Nemmeno un Whatsapp dell’ultimo minuto è stato mandato invece alla presidente della Commissione, Ursula von der Leyen, che dopo avere spalancato a Meloni le porte della maggioranza, facendo il doppio e il triplo gioco con gli altri partiti che la componevano, si vede ora ripagata con la giusta moneta. Nonostante il suo «silenzio assordante» davanti al «tornado Trump-Musk» stigmatizzato da Philippe Bernard.
Secondo l’editorialista del Monde «la rabbia di Elon Musk e Mark Zuckerberg nei confronti delle normative europee sulla moderazione dei contenuti e sulla concorrenza suggerisce tuttavia che l’Europa, se supera le sue divisioni e mantiene la sua posizione, ha un mezzo per affermare la sua specificità sostenendo un Web “civilizzato” e umanizzato». Vaste programme. Le premesse, finora, non sembrano incoraggianti, considerando la divisione dell’Ue a fronte di un presidente americano che non esita a suonare l’adunata di tutti i suoi nemici interni.

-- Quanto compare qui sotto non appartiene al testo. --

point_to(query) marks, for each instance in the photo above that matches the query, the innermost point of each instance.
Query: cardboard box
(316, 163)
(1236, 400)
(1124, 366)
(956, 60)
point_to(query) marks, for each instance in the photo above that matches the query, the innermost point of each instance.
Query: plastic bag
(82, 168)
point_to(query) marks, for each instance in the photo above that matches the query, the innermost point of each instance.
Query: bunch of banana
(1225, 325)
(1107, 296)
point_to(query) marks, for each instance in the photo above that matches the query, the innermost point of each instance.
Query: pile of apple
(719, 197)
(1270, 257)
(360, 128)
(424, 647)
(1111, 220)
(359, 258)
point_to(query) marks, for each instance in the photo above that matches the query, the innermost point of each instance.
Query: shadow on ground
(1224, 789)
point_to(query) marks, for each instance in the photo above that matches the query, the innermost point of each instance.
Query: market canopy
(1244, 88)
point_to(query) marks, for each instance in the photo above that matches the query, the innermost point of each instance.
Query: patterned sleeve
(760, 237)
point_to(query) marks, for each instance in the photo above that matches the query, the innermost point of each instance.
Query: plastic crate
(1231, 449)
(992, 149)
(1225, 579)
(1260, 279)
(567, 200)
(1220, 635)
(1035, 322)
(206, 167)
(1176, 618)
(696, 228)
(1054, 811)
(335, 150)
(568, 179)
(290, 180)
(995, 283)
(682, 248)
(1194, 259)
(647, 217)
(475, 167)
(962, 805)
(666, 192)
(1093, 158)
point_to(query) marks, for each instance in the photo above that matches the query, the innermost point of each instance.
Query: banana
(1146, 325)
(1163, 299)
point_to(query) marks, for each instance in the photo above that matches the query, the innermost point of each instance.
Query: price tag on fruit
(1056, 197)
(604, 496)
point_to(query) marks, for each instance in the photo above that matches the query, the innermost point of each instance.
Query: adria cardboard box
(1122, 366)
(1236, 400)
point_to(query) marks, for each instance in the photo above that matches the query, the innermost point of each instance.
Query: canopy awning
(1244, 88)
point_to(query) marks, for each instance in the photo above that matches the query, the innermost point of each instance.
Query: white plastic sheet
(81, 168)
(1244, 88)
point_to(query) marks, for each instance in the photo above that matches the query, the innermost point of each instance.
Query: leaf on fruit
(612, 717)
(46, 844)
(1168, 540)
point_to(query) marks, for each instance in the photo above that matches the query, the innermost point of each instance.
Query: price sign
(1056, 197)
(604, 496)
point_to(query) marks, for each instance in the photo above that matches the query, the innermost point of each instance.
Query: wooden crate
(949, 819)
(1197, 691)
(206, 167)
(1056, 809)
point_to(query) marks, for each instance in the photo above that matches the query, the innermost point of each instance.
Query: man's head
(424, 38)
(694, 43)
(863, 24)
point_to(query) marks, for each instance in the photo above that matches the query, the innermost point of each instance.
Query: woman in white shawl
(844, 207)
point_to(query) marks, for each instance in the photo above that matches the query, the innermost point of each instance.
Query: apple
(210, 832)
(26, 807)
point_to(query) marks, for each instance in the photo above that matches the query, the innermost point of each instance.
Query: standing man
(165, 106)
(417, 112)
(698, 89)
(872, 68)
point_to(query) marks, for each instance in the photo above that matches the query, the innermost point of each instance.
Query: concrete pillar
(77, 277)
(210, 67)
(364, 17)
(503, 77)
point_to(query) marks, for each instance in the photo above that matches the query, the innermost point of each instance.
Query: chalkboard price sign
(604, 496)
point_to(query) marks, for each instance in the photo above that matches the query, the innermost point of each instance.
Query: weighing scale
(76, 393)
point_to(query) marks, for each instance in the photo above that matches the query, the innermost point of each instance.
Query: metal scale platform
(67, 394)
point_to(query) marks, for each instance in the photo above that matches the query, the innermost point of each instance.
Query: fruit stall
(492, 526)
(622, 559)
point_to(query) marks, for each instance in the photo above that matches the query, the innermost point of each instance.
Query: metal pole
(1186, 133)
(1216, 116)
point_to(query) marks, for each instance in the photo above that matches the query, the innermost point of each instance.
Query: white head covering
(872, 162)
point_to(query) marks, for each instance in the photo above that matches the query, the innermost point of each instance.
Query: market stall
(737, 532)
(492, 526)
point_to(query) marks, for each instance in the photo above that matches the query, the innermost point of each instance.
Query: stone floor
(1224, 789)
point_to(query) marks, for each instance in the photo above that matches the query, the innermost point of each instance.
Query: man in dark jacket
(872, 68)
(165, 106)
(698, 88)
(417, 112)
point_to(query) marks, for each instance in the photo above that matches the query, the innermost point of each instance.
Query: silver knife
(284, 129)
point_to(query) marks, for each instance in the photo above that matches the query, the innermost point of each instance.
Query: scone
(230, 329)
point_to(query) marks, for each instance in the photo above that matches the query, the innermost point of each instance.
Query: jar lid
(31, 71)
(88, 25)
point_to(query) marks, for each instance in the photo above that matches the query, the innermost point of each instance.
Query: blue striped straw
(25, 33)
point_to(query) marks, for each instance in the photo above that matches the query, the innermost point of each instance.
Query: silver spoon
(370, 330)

Nel 2017, come ricorda oggi Charles Kupchan in un’intervista al Corriere della sera, «c’era Steve Bannon che cercava di costruire un’alleanza populista internazionale», mentre adesso è Musk a tentare «la stessa operazione». Va anche detto, ma questo lo aggiungo io, che l’avventura politica di Bannon finì, sia pure non per molto, nelle patrie galere. Con Musk temo che non saremo così fortunati.